I love museums.
In fact, I just visited the British Museum and had to be hauled out for I wanted to spend the night there alongside the many centuries-old mummies occupying a prominent of the majestic building.
While most museums we might be accustomed to house historically important artefacts or information, a museum in Beijing stands out for a very different reason – for better or worse.
Beijing Museum of Lost Love (北京失恋博物馆)
While Beijing is home to a fair share of quirky things, ranging from unique gastronomic delights to activities, the Beijing Museum of Lost Love is a museum seeking to bring solace to the capital’s many brokenhearted individuals.
Since late 2015, the museum has amassed an uber-collection of unwanted love memorabilia ranging from love letters to photos, gifts, abandoned pillows of love and whatnot.
Gifts and photos once cherished, now scorned, embellish the walls of the museum painted in off-white, as if signifying the pallidness of what was once red-hot relationships.
Founded by Wang Ying and her partner
The museum is the brainchild of Beijing resident, Wang Ying, and her partner, who decided to exhibit their many failed relationships memorabilia in the two-level museum.
Wang Ying’s very own collection is well-accompanied by more than 100 other love stories which incidentally features more than 100 ways to break up, in part unique and in part, dissimilar from the others.

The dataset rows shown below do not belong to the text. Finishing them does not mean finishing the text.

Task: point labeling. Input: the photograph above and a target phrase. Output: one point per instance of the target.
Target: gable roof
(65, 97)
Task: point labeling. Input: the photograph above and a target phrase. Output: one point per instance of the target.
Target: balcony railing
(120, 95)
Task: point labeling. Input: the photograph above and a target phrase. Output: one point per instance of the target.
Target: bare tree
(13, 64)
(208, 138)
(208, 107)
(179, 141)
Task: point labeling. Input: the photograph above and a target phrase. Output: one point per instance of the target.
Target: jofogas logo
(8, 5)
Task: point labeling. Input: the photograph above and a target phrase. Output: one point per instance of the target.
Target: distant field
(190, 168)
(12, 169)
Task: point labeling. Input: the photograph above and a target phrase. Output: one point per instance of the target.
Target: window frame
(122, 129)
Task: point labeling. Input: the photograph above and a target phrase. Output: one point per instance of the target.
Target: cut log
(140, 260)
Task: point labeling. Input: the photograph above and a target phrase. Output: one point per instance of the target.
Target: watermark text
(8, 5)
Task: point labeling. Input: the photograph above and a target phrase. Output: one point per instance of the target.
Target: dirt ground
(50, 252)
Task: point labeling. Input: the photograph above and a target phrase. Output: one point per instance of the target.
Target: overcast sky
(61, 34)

Perhaps like the many different but oh-so-same shades of gray.
This “Beijing’s biggest artist community” also houses artefacts of love from other failed couples.
This isn’t the only Lovelorn Museum in the World
This Beijing Museum of Lost Love isn’t the first of its kind in the world.

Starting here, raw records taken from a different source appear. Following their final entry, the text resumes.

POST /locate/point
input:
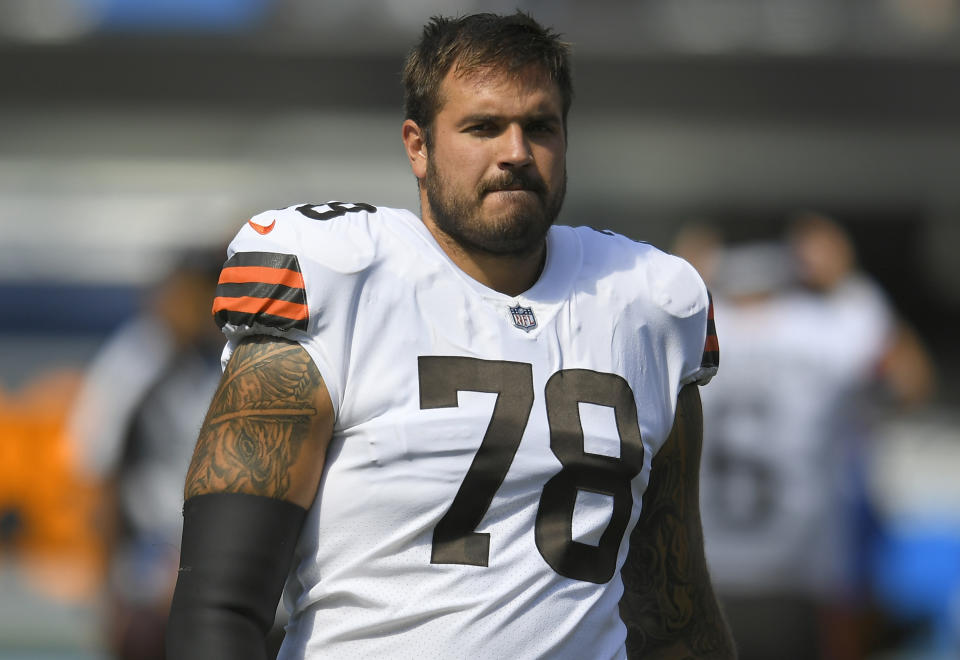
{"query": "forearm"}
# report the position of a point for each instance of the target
(668, 605)
(236, 554)
(255, 471)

It was first seen in Zagreb, capital of Croatia, and was awarded the title of Europe’s most innovative museum in 2011.
Museum of Broken Relationships in Zagreb
In 2016, a more aesthetically- updated version of the museum opened up in Los Angeles.
There is also one in Shanghai, not too distant from Beijing.

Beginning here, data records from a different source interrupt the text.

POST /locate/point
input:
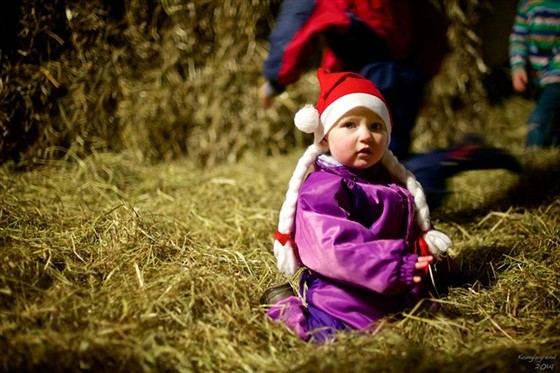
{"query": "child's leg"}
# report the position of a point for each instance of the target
(543, 121)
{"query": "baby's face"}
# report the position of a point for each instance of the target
(358, 139)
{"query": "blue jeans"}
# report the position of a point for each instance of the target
(544, 121)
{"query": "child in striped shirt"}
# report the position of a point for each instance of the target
(535, 64)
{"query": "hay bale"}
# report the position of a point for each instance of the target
(162, 79)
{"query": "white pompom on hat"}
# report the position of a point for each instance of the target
(340, 93)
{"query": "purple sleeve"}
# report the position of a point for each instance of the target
(344, 250)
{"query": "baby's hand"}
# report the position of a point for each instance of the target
(421, 267)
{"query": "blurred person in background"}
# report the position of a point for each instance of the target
(397, 44)
(535, 67)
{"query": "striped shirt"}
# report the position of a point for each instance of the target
(535, 40)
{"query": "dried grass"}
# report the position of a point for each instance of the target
(114, 265)
(163, 79)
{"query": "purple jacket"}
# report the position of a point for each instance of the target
(355, 231)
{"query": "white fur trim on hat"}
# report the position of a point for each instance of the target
(285, 256)
(307, 119)
(342, 105)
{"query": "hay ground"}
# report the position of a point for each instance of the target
(110, 264)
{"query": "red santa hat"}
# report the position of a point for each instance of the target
(341, 92)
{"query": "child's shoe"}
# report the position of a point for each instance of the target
(276, 294)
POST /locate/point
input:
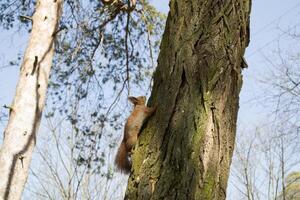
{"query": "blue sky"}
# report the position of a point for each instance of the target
(268, 19)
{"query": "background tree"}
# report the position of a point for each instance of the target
(102, 50)
(186, 148)
(26, 110)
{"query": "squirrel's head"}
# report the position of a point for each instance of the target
(141, 100)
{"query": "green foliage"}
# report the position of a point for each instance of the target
(102, 56)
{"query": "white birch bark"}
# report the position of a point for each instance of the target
(26, 110)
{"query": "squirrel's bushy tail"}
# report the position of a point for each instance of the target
(122, 161)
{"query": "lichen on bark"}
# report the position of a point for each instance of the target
(185, 150)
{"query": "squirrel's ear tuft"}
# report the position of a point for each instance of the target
(133, 100)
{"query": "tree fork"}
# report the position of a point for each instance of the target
(20, 133)
(185, 150)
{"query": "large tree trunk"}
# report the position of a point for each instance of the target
(26, 110)
(185, 150)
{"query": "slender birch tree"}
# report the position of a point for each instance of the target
(185, 150)
(26, 109)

A distance that may have once spelt the death-knell for a couple holding onto their LDR between two of China’s biggest cities.
The following video purportedly shows the interior of Shanghai’s building.
Handwritten notes of love or scorn can be seen.
Some visitors, no doubt turned from heart breakers to being heartbroken, give their thoughts as well.
While marriage should indeed stand for better or for worst in my opinion, let’s just say I’ll settle for my normal milk tea over any of the funkier new choices.